The deserted medieval village of Whessoe was located on the northern fringe of the modern ward of Faverdale, between High Faverdale and Whessoe Grange farms; earthwork remains as well as medieval building remnants existed until demolition/bulldozing in the 1950s.

Up to the mid twentieth century the area was completely rural; there were dwellings at Faverdale House (or Hall, plus farms at Middle and High Faverdale), Cockerton Grange, and Rise Carr. Up to 1915 it was part of the Cockerton civil parish, after which it became part of Darlington.

The area began to be developed industrially in the interwar period. The Faverdale Wagon Works was established in the 1920, to produce freight wagons for the NER, the first housing estate in Faverdale was built to the west of the works beyond Faverdale Road (Westgate Crescent). A chemical works (Darlington Chemical & Insulating Co Ltd) was established in the south west of Faverdale, next to the Barnard Castle railway line, and south and west of the wagon works and housing.

The Faverdale Wagon Works closed in 1962 as a result of the Beeching cuts. The wagon works site was later redeveloped for other industrial uses (Faverdale Industrial Estate). Housing development west of Faverdale road also expanded during the late 20th century. In the first decade of the 21st century the former Darlington Chemical site and adjacent farmland was redeveloped, creating a 49 acre municipal estate "West Park", including housing, parkland, a hospital (West Park Hospital), and a school.

In 2004 Argos began development of a large 730000 sqft distribution centre the Faverdale industrial estate.
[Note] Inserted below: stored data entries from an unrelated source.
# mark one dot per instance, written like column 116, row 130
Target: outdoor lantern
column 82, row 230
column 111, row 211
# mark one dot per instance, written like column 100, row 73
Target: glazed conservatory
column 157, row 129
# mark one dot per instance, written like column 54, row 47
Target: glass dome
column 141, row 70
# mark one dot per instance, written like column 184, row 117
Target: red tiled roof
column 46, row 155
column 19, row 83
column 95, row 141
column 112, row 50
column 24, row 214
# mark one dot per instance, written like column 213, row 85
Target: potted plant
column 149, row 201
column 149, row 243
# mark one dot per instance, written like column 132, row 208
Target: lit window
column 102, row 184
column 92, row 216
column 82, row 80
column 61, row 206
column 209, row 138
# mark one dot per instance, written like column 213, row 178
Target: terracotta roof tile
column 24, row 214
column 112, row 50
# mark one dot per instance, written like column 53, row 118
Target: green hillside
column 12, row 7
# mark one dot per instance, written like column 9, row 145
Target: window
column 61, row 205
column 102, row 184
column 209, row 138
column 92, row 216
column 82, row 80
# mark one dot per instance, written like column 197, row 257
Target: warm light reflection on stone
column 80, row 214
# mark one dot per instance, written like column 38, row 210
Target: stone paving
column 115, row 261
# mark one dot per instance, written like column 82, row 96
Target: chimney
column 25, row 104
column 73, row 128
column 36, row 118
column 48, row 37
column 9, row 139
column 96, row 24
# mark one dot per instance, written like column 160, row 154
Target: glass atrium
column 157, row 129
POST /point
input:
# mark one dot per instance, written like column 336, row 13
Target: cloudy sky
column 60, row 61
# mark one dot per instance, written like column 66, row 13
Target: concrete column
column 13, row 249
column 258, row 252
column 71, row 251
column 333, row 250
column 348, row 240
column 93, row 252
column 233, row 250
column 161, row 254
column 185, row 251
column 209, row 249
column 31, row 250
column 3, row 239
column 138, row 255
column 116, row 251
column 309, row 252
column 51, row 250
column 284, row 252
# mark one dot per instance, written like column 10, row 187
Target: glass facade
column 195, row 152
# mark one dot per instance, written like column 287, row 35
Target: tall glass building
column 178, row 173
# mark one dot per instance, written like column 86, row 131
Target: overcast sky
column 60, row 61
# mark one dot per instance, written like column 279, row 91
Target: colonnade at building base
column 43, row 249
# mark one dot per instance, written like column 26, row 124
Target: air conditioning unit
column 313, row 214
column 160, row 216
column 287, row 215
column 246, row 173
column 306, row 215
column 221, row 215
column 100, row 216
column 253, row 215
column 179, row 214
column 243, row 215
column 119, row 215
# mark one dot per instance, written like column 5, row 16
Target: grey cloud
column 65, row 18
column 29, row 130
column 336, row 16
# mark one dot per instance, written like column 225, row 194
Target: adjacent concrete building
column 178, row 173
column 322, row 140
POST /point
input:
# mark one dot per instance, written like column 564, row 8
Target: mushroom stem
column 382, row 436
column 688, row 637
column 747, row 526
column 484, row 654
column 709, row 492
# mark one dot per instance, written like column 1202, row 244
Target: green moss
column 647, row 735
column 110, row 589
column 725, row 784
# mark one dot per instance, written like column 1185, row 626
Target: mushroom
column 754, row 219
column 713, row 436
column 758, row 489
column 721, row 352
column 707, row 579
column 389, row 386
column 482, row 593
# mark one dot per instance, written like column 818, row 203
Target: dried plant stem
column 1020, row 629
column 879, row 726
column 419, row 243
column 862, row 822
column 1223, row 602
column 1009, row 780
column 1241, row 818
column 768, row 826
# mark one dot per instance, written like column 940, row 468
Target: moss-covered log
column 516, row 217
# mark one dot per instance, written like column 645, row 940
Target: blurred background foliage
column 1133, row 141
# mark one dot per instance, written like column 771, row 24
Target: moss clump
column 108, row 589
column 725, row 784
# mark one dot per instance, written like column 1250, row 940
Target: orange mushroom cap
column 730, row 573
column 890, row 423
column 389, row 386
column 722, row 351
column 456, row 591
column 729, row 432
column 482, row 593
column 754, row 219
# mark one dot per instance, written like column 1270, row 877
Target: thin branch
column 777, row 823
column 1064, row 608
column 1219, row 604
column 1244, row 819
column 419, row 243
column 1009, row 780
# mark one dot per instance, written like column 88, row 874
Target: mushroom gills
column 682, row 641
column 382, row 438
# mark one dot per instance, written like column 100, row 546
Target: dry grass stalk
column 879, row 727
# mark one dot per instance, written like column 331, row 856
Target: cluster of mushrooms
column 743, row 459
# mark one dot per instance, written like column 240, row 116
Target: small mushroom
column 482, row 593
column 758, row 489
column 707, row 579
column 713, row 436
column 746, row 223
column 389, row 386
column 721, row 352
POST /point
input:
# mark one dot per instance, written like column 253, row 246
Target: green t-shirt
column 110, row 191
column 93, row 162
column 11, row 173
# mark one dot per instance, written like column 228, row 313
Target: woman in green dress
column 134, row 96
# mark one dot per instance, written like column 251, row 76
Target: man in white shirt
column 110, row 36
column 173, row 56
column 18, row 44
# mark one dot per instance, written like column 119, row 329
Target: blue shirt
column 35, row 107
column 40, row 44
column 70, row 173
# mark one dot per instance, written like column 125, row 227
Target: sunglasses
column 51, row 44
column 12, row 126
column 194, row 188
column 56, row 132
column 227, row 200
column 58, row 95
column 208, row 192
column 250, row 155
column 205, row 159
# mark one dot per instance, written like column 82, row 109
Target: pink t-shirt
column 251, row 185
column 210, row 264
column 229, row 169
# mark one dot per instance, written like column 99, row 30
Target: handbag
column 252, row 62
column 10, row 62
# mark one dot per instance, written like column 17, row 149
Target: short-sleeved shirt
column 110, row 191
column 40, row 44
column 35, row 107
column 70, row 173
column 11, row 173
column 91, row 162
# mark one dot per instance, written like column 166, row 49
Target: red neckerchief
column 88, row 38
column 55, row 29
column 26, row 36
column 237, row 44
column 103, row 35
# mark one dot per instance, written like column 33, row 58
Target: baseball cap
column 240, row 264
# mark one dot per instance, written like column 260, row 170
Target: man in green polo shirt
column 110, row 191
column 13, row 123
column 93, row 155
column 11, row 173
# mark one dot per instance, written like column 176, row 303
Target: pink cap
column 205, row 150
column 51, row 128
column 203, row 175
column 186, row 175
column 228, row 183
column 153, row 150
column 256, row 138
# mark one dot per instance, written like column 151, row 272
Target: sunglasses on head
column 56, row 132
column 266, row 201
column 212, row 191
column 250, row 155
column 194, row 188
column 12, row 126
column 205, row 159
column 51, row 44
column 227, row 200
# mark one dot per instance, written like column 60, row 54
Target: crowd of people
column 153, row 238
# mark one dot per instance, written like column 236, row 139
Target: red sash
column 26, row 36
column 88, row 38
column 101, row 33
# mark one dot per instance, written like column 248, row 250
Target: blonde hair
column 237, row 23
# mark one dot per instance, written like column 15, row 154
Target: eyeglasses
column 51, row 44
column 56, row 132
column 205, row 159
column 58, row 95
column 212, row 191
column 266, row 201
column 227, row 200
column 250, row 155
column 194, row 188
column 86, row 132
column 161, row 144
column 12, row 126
The building was officially opened by Prime Minister Tony Blair in December 2005.

===Future===
An additional commercial development, a 60 acre industrial and logistics park, "Faverdale 58", proposed by St. Modwen Properties in 2008, is at a planning stage; the site is located west of the Bishop Auckland branch line, with potential rail access. The development was on hold in 2011 due to economic downturn.

==Faverdale Wagon Works==
In 1920 the Cleveland Bridge & Engineering Company began constructing a wagon works, the 'Faverdale Wagon Works', for the NER. The first wagon was manufactured in 1923. 200 houses were also constructed at the same time for the workers. The centenary of the Stockton and Darlington Railway was celebrated at the Faverdale works in 1925.

Initially the Faverdale wagon works manufactured wooden-bodied, wooden-framed wagons; steel-framed wagons began production in the 1930s. At its peak in the 1950s the Faverdale Wagon Works employed 550 people, the factory was a pioneer of mass production techniques for wagon building. A report of 1959 recommended the ceasing of manufacturing at the site, with it being retained for repair work, however after centralisation of control of rolling stock works in 1962, the 1963 ' Workshops Plan' recommended closure in 1963. The works closed 29 June 1963 with 366 jobs lost. The site was sold to Darlington Corporation in 1963 for £125,000.